Belihuloya is a village in the Ratnapura District, Sabaragamuwa Province of Sri Lanka. It is approximately 150 km south-east of Colombo and is situated at an elevation of 616 m above sea level. This hillside location is a climatically transitional area, linking both the dry and wet zones and the hill and low country. Belihuloya is derived from the Belih Oya ("Oya" being the Sinhala word for river), which flows through the area.

==Transport==
It is located on Colombo Batticaloa Hwy.

==Natural attractions==
The area around Belihuloya contains a number of waterfalls, including:

- Pahanthuda Ella (also known as Galagama Ella) - The base of this 4.6 m waterfall is shaped like an oil lamp. The name Pahanthuda is derived from the Sinhala word “pahana” for lamp. It is located approximately 1.5 km from Belihuloya.
- Bambarakanda Ella (also known as Bambarakele Ella) - The highest waterfall in Sri Lanka, it is 263 m in height and ranks as the 299th highest waterfall in the world. It is located approximately 18 km from Belihuloya.
- Surathalee Ella waterfall slides down along a rock wall on the eastern slope of Mt Ellamana for approximately 20 m, forming this waterfall. It is located 8 km from Belihuloya.
- Brampton Falls - The tributary of Weli Oya flows down the eastern slopes of Mt Papulagala (1530m) forming several cascades among the trees of the surrounding monsoon forest.
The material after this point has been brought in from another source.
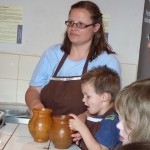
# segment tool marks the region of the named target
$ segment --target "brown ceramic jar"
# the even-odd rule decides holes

This fall is approximately 6 m in height and is located amongst several other smaller falls. It is located about 10 km from Belihuloya.
- Papulagala Ella - Located in the Brampton Estate (Tea Plantation) on the slopes of Mt. Papulagala. During the rains a brook forms this waterfall, which is about 30 m high. It is located 5 km east of Belihuoya at Lower Hiralouvah
- Hirikatuwa Oya - It is located about 4 km from Belihuloya. Along the road to the Nonpareil estate about 2 km, a car park for this popular bathing place is found.

==Physical attractions==
- Samanala Dam is the second-largest hydroelectric scheme in Sri Lanka, generating 405 GWh of energy annually. The dam is located 9.4 km south of Belihuloya.

==Education==
The Sabaragamuwa University of Sri Lanka is located 500 m from the Pambahinna Junction, on the A4 highway which runs through Belihuloya. Administratively the university belongs to the Imbulpe Divisional Secretariat and the Rathnapura District in Sabaragamuwa Province.